Desde o princípio baço do dia quente e falso


Desde o princípio baço do dia quente e falso que nuvens escuras e de contornos mal rotos rondavam a cidade oprimida. Dos lados a que chamamos da barra, sucessivas e torvas, essas nuvens sobrepunham-se, e uma antecipação de tragédia entendia-se com elas do indefinido torpor das ruas contra o sol alterado.

Era meio-dia e já, na saída para o almoço, pesava uma esperança má na atmosfera empalidecida. Farrapos de nuvens esfarrapadas negrejavam na dianteira dela. O céu, para os lados do Castelo, era limpo mas de um mau azul. Havia sol mas não apetecia gozá-lo.

À uma hora e meia da tarde, quando se regressara ao escritório, parecia mais limpo o céu, mas só para um lado antigo. Sobre os lados da barra estava de facto mais descoberto. De sobre a parte norte da cidade, porém, as nuvens conjugavam-se lentamente numa nuvem só — negra, implacável, avançando lentamente com garras rombas de branco cinzento na ponta de braços sujos. Dentro em pouco atingiria o sol, e os ruídos da cidade parece que se abafavam com o esperá-la. Era, ou parecia, um pouco mais límpido o céu para os lados de leste, mas o calor fazia mais desagrado. Suava-se na sombra da sala grande do escritório. "Vem aí uma grande trovoada" disse o Moreira, e voltou a página do Razão.

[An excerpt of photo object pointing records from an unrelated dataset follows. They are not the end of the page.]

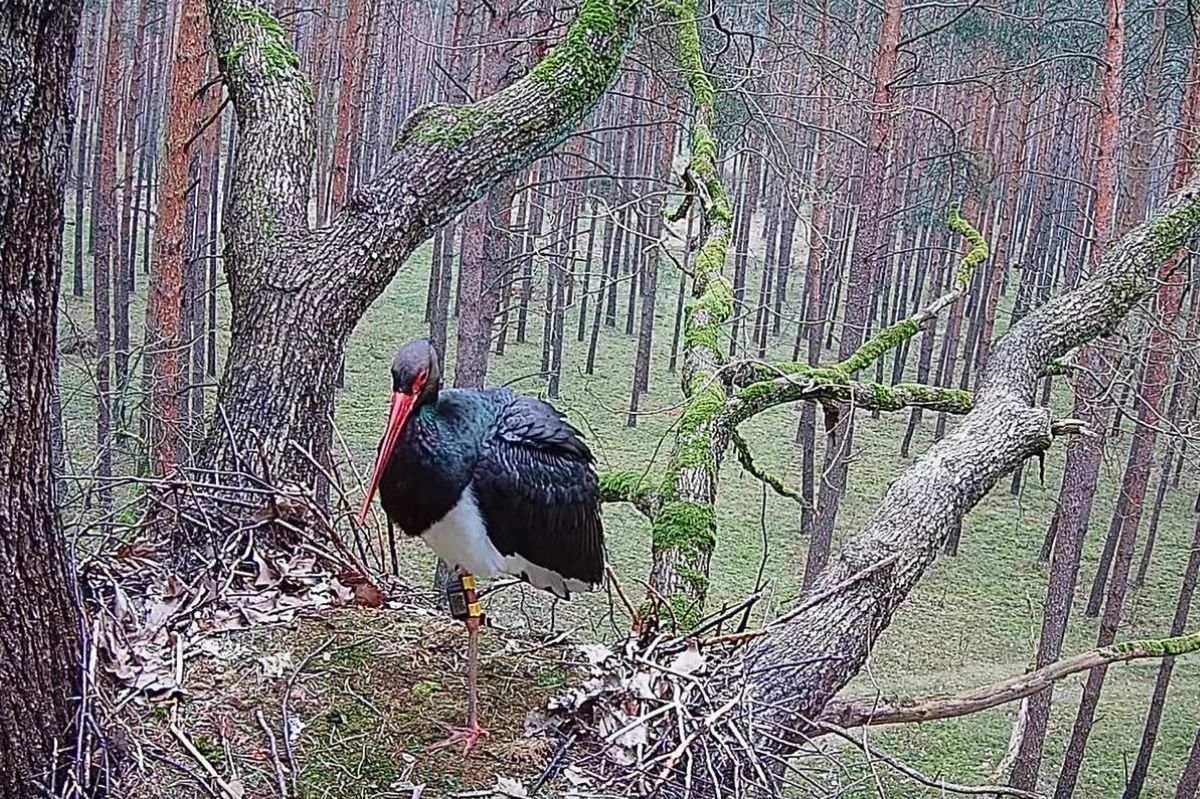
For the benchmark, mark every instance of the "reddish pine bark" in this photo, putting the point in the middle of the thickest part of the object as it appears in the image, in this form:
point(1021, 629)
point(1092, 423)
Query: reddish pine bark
point(166, 358)
point(353, 58)
point(107, 236)
point(1007, 245)
point(858, 289)
point(1080, 474)
point(40, 648)
point(1162, 682)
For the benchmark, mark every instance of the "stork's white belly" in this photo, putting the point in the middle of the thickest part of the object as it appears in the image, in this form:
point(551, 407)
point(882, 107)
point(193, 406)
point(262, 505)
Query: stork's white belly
point(460, 538)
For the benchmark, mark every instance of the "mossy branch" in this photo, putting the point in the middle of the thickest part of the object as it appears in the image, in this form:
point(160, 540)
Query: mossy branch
point(747, 460)
point(630, 486)
point(897, 334)
point(814, 384)
point(683, 528)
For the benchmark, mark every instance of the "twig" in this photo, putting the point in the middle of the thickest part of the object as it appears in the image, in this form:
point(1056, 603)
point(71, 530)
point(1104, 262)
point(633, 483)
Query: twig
point(552, 764)
point(853, 714)
point(907, 770)
point(833, 590)
point(276, 764)
point(190, 748)
point(636, 620)
point(283, 712)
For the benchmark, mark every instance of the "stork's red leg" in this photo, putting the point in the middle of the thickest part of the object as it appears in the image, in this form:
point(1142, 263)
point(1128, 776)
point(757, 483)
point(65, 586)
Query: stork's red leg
point(469, 734)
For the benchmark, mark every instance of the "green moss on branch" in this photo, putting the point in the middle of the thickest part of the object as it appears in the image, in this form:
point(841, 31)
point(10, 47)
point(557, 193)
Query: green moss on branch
point(1157, 647)
point(687, 527)
point(976, 254)
point(747, 460)
point(628, 486)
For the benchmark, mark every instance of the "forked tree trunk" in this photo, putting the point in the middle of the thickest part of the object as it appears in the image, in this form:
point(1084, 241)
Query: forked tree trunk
point(40, 652)
point(277, 388)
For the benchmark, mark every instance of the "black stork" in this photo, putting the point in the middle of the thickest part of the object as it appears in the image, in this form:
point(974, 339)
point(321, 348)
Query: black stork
point(495, 484)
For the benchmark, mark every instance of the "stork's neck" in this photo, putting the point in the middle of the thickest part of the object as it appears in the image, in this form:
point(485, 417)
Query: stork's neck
point(429, 395)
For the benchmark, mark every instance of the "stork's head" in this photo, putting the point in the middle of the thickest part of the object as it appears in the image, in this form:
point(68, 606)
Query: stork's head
point(415, 379)
point(415, 371)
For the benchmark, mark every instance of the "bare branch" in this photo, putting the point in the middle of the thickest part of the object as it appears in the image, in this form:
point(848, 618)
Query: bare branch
point(861, 713)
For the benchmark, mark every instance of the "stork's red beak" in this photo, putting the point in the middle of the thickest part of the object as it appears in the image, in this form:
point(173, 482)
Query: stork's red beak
point(401, 406)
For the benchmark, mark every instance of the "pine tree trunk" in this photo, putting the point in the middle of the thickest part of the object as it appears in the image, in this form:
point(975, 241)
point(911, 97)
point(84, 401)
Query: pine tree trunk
point(40, 648)
point(1162, 682)
point(106, 262)
point(839, 442)
point(1189, 780)
point(1084, 457)
point(672, 365)
point(166, 326)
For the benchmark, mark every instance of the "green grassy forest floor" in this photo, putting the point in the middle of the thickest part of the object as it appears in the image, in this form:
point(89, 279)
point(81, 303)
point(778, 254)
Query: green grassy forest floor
point(972, 620)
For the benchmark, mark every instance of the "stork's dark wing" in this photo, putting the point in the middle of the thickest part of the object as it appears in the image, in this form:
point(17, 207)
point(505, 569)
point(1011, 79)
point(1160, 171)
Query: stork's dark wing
point(535, 485)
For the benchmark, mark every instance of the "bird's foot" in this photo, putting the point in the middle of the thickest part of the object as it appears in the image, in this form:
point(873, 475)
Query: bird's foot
point(467, 736)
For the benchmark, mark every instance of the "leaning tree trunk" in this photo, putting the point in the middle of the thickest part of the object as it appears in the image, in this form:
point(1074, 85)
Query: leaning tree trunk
point(40, 636)
point(297, 293)
point(165, 335)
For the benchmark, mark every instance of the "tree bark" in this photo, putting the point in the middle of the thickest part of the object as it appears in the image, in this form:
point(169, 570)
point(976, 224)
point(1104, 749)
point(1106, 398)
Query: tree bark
point(107, 247)
point(877, 568)
point(166, 328)
point(277, 388)
point(858, 289)
point(1162, 682)
point(40, 649)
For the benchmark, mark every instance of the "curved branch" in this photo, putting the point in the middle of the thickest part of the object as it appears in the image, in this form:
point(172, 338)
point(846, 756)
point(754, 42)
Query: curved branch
point(827, 386)
point(633, 487)
point(1002, 430)
point(767, 385)
point(447, 156)
point(865, 713)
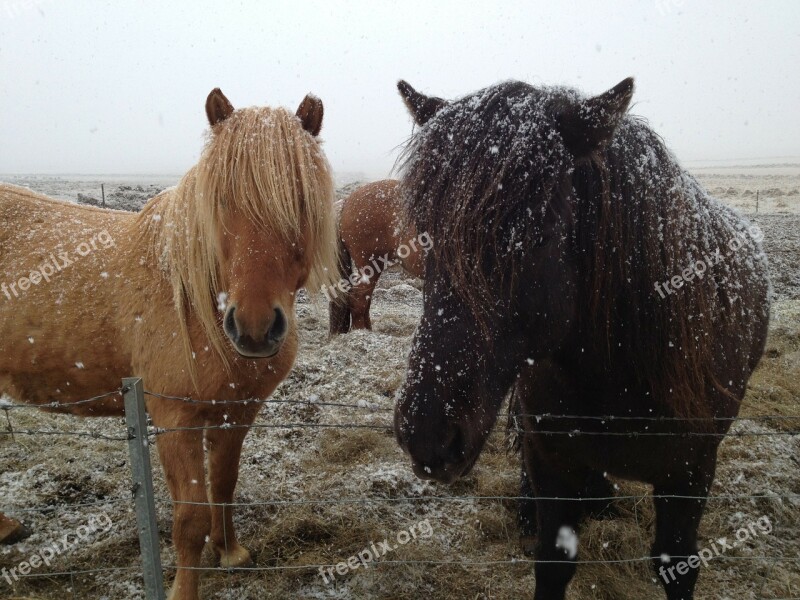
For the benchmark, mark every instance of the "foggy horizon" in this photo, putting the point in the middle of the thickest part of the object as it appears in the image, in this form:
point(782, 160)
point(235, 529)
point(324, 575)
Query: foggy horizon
point(120, 90)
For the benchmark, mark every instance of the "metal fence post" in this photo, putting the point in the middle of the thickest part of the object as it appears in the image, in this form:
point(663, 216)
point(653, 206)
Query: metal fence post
point(139, 449)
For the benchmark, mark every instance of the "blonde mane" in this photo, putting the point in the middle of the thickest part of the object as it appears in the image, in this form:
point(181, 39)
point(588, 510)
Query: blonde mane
point(259, 163)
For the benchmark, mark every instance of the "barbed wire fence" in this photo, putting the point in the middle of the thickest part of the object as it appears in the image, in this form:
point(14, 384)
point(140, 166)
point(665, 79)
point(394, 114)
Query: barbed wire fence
point(139, 435)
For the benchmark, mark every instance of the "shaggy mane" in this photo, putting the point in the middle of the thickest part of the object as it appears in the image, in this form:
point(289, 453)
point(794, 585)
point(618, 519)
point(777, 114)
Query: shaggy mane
point(489, 176)
point(259, 163)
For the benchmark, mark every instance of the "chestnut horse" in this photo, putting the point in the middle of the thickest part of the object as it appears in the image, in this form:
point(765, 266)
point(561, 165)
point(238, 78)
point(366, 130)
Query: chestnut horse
point(372, 234)
point(569, 246)
point(195, 294)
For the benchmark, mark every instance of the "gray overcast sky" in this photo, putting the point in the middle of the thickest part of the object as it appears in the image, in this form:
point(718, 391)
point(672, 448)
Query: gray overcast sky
point(97, 87)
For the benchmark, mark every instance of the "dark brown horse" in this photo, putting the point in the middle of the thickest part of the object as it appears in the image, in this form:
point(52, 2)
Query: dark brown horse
point(575, 257)
point(373, 235)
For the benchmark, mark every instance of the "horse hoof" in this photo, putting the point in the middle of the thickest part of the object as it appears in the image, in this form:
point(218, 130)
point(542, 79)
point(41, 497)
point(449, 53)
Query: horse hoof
point(235, 558)
point(17, 534)
point(528, 544)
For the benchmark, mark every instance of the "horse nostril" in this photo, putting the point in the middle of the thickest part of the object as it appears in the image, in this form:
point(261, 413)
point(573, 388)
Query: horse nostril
point(279, 326)
point(454, 448)
point(229, 324)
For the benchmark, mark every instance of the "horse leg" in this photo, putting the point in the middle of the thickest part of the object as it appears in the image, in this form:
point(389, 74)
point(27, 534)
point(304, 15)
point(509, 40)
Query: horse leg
point(557, 524)
point(674, 550)
point(181, 454)
point(224, 450)
point(360, 302)
point(12, 531)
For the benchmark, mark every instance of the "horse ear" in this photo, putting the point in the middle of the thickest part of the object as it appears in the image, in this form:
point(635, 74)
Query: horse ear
point(588, 125)
point(421, 107)
point(218, 108)
point(310, 114)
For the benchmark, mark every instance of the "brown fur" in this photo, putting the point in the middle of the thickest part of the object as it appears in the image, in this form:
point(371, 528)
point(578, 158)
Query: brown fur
point(556, 217)
point(255, 219)
point(371, 225)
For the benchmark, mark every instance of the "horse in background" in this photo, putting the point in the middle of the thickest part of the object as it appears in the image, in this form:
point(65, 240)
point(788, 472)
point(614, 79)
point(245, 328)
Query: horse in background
point(195, 294)
point(567, 264)
point(373, 234)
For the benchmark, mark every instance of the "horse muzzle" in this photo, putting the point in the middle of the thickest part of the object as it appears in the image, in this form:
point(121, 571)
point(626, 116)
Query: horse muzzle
point(261, 341)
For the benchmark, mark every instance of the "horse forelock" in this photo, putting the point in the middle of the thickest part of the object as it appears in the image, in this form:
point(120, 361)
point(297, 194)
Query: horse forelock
point(483, 174)
point(258, 164)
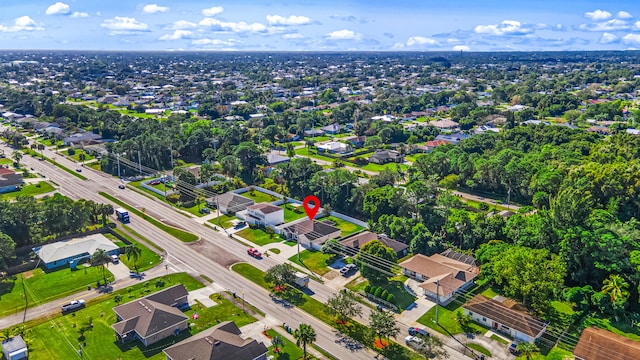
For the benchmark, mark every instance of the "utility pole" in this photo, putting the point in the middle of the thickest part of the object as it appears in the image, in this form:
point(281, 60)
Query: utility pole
point(118, 156)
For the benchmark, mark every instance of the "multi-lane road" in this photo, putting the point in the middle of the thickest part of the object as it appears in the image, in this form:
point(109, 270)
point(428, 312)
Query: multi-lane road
point(212, 255)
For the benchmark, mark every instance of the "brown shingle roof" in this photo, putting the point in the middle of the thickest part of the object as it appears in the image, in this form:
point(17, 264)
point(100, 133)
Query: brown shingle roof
point(599, 344)
point(152, 313)
point(494, 310)
point(220, 342)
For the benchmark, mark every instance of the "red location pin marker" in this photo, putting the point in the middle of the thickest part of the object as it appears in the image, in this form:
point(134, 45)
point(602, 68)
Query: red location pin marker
point(311, 211)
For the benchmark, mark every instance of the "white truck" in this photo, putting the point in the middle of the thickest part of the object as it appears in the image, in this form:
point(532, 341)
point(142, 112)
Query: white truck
point(73, 305)
point(302, 280)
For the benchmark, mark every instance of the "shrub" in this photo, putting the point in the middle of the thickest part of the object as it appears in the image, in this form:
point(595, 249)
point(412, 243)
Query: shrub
point(391, 298)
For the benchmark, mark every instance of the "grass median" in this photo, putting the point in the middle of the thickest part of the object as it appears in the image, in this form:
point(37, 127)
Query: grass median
point(181, 235)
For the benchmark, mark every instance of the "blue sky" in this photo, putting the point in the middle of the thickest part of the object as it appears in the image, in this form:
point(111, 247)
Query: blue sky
point(386, 25)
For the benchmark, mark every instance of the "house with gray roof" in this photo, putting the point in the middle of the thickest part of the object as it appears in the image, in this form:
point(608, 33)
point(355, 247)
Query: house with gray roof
point(153, 317)
point(15, 348)
point(72, 252)
point(223, 341)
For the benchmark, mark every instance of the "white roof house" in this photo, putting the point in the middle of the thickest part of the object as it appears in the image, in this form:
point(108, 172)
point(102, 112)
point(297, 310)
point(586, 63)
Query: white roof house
point(62, 252)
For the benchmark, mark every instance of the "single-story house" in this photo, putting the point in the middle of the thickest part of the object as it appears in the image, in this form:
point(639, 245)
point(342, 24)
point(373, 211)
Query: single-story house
point(82, 138)
point(230, 202)
point(274, 159)
point(223, 341)
point(599, 344)
point(9, 180)
point(444, 124)
point(310, 234)
point(15, 348)
point(440, 273)
point(359, 240)
point(72, 252)
point(153, 317)
point(332, 129)
point(499, 317)
point(386, 156)
point(264, 214)
point(334, 147)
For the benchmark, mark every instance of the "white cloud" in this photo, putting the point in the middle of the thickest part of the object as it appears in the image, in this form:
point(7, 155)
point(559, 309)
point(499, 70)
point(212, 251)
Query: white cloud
point(421, 40)
point(181, 24)
point(216, 42)
point(212, 11)
point(177, 35)
point(124, 25)
point(343, 35)
point(507, 28)
point(461, 48)
point(609, 25)
point(597, 15)
point(154, 9)
point(239, 27)
point(292, 36)
point(79, 14)
point(291, 20)
point(631, 39)
point(607, 38)
point(23, 23)
point(624, 15)
point(58, 8)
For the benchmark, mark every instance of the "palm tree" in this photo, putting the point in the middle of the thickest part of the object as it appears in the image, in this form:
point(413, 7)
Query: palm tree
point(527, 349)
point(101, 257)
point(134, 252)
point(616, 287)
point(277, 342)
point(17, 156)
point(304, 335)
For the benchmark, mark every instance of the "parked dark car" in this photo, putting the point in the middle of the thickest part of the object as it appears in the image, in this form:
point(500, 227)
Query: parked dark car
point(413, 331)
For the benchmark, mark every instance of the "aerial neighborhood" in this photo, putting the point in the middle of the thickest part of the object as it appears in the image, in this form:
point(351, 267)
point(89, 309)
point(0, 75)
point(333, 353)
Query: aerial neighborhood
point(220, 206)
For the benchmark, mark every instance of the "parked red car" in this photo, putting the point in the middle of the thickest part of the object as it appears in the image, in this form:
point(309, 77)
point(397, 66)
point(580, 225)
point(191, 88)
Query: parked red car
point(254, 252)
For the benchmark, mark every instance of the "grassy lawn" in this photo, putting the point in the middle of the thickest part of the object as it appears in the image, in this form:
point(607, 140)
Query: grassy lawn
point(60, 338)
point(317, 309)
point(290, 214)
point(42, 187)
point(43, 287)
point(258, 196)
point(315, 261)
point(347, 228)
point(446, 316)
point(290, 351)
point(258, 236)
point(181, 235)
point(223, 220)
point(147, 258)
point(479, 349)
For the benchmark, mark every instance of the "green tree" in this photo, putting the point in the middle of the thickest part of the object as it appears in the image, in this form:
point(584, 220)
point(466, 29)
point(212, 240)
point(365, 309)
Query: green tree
point(616, 287)
point(344, 305)
point(383, 324)
point(374, 260)
point(101, 258)
point(527, 349)
point(433, 348)
point(133, 251)
point(304, 335)
point(280, 275)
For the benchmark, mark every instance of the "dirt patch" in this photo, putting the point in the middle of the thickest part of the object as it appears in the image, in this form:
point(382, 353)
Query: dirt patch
point(215, 253)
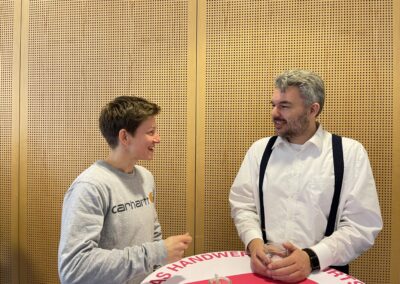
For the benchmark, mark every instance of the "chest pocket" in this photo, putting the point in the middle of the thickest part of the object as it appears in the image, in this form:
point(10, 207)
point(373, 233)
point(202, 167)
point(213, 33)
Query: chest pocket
point(319, 193)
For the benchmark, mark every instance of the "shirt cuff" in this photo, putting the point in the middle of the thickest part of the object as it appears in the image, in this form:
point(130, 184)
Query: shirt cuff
point(249, 236)
point(324, 255)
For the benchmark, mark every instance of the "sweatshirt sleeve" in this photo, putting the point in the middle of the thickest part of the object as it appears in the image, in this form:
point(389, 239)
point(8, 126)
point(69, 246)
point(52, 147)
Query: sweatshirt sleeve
point(80, 260)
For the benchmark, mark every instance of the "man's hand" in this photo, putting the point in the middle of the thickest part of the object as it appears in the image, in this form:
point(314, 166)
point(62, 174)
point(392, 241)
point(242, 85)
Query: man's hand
point(259, 260)
point(294, 268)
point(176, 246)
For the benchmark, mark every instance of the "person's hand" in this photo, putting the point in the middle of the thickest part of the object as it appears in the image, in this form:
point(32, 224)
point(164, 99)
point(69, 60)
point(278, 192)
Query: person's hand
point(176, 246)
point(259, 259)
point(294, 268)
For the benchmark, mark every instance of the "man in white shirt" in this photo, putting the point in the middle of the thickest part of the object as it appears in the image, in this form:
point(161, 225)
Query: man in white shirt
point(299, 186)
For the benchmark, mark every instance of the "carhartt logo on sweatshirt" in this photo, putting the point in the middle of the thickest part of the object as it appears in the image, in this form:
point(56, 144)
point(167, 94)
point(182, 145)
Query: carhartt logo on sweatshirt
point(132, 204)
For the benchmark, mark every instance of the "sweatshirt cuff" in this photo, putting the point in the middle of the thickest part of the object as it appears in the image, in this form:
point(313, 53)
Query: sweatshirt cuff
point(324, 255)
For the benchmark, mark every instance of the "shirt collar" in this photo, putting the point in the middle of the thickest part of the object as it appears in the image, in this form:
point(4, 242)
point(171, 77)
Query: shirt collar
point(316, 139)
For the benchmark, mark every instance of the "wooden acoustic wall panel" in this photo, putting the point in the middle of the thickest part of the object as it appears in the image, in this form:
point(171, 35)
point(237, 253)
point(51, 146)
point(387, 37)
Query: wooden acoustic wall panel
point(349, 43)
point(80, 55)
point(6, 107)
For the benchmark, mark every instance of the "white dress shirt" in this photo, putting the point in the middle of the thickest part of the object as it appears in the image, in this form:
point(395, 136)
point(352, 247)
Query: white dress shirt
point(298, 190)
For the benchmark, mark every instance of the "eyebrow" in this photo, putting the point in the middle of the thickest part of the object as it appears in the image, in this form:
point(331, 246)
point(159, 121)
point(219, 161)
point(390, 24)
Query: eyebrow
point(282, 103)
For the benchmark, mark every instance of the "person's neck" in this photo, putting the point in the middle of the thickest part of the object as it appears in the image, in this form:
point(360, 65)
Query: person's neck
point(119, 161)
point(306, 136)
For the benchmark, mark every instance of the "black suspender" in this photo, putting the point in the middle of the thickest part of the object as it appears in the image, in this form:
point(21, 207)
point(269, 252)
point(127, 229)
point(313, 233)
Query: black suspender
point(338, 165)
point(263, 166)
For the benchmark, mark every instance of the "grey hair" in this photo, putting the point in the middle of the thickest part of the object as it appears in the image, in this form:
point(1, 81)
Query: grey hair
point(310, 84)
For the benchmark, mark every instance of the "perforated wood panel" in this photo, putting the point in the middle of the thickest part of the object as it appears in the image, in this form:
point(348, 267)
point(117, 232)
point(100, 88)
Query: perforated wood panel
point(6, 108)
point(80, 55)
point(247, 43)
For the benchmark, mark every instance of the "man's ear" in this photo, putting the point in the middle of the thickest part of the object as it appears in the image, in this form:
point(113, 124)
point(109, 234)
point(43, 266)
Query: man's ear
point(123, 137)
point(314, 109)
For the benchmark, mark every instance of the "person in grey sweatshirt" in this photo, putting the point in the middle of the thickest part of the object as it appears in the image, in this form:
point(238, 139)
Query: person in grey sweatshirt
point(110, 232)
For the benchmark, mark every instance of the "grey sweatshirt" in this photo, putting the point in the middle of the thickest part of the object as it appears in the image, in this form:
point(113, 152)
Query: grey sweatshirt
point(110, 231)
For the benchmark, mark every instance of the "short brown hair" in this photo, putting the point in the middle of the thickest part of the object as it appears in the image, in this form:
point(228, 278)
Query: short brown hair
point(124, 112)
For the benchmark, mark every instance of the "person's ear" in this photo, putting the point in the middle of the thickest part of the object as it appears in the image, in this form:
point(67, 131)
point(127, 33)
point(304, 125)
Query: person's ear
point(123, 137)
point(314, 109)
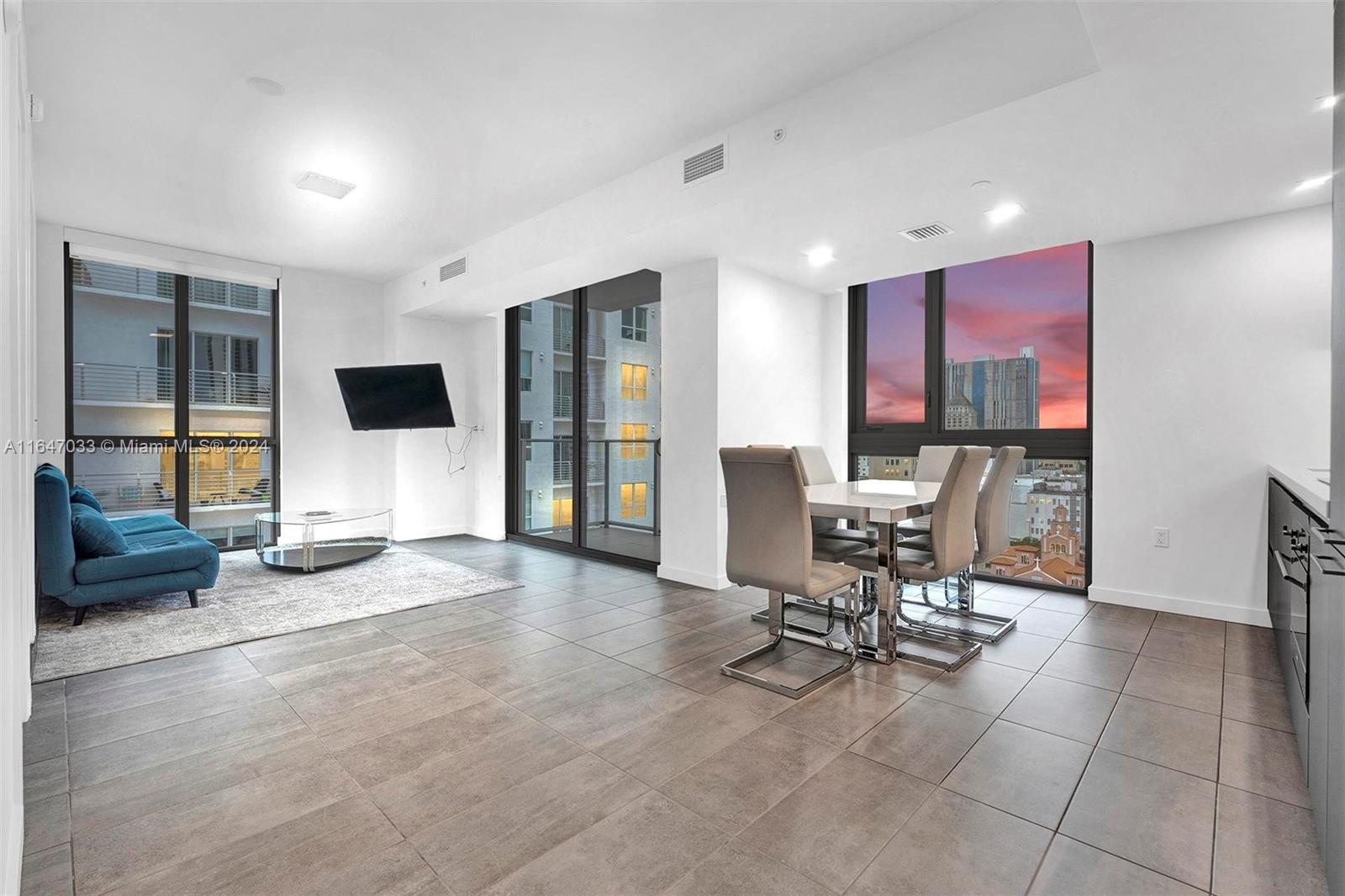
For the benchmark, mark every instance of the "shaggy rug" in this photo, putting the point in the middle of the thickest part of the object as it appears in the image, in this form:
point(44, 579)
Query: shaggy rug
point(248, 602)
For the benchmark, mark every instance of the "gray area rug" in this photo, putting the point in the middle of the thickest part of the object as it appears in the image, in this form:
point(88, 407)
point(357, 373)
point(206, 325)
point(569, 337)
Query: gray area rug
point(249, 602)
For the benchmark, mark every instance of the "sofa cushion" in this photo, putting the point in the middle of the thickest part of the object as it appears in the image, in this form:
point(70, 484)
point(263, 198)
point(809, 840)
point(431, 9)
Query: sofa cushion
point(150, 555)
point(93, 535)
point(148, 522)
point(81, 495)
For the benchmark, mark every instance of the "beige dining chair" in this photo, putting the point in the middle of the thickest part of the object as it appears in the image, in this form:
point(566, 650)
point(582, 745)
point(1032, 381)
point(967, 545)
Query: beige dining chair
point(992, 539)
point(771, 548)
point(952, 546)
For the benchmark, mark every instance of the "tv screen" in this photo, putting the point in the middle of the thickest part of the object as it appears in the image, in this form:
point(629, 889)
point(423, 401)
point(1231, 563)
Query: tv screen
point(396, 397)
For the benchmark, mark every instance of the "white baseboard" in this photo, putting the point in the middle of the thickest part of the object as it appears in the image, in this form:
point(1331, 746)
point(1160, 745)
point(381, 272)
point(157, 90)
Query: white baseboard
point(688, 577)
point(1205, 609)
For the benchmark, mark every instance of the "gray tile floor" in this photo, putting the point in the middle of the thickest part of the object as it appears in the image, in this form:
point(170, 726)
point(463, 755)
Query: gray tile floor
point(576, 736)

Às três horas da tarde falhara já toda a acção do sol. Foi preciso — e era triste porque era verão — acender a luz eléctrica, primeiro ao fundo da sala grande, onde estavam empacotando as remessas, depois já a meio da sala, onde se tornava difícil fazer sem erro as guias de remessa e notar nelas os números das senhas de caminho-de-ferro. Por fim, já eram quase quatro horas, até nós — os privilegiados das janelas — não víamos agradavelmente para trabalhar. O escritório ficou iluminado. O patrão Vasques atirou com o guarda-vento do gabinete e disse para fora, saindo: "Ó Moreira, eu tinha que ir a Benfica mas não vou; vai-se fartar de chover". "E é lá desse lado", respondeu o Moreira, que morava ao pé da Avenida.

Os ruídos da rua destacaram-se de repente, alteraram-se um pouco, e era, não sei porquê, um pouco triste o som das campainhas dos eléctricos na rua paralela e próxima.